Differential Expression Analysis of A6 Cells and Tissue of Origin, the Xenopus Kidney

Saturday, 14 February 2015
Exhibit Hall (San Jose Convention Center)
V. Bleu Knight, Biology, New Mexico State University, Las Cruces, NM
Cell lines are used as in vitro models for systems such as the kidney, but the extent to which they resemble the native tissue is often not well established. Similarities and differences between cell lines and tissues can be elucidated by evaluating gene expression with high throughput tools such as microarrays. Our laboratory frequently uses the A6 Xenopus laevis kidney cell line as a basis for developing imaging techniques, toxicity studies, and heterologous gene expression methods. We are interested in evaluating similarities and differences between the genetic profile of the A6 cell line and the organ of origin. To this end, we employed the Affymetrix GeneChip® Xenopus laevis Genome Array to evaluate gene expression based on intensity values assigned to probe set identifiers (PSIDs) on the microarray. The open source Database for Annotation, Visualization and Integrated Discovery (DAVID) was implemented to impart functional significance to annotated PSIDs meeting the criterion for differential expression (ǀfold changeǀ >1.5). The DAVID cluster terms were then curated into broader categories (for example, hemoglobin was classified under blood) in order to facilitate the classification of differentially expressed PSIDs.

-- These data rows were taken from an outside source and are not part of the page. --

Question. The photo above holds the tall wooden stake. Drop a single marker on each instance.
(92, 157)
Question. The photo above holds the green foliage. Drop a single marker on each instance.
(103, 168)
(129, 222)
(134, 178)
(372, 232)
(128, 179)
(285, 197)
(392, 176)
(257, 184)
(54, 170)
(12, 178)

As expected, the kidney tissue assumed higher intensity levels for PSIDs associated with organ function and whole-body homeostatic activity while cell cycle-related gene categories were predominant in the A6 cell line. Moreover, the prevalence of PSIDs lacking annotation was highlighted for PSIDs upregulated in the A6 cell line.  This characterization provides important insights affecting the utilization of the A6 cell line as an in vitro model for future heterologous gene expression methods, analysis of protein function, and cellular responses to chemical agents such as drugs and toxins. Supported by NIH P50-GM68762.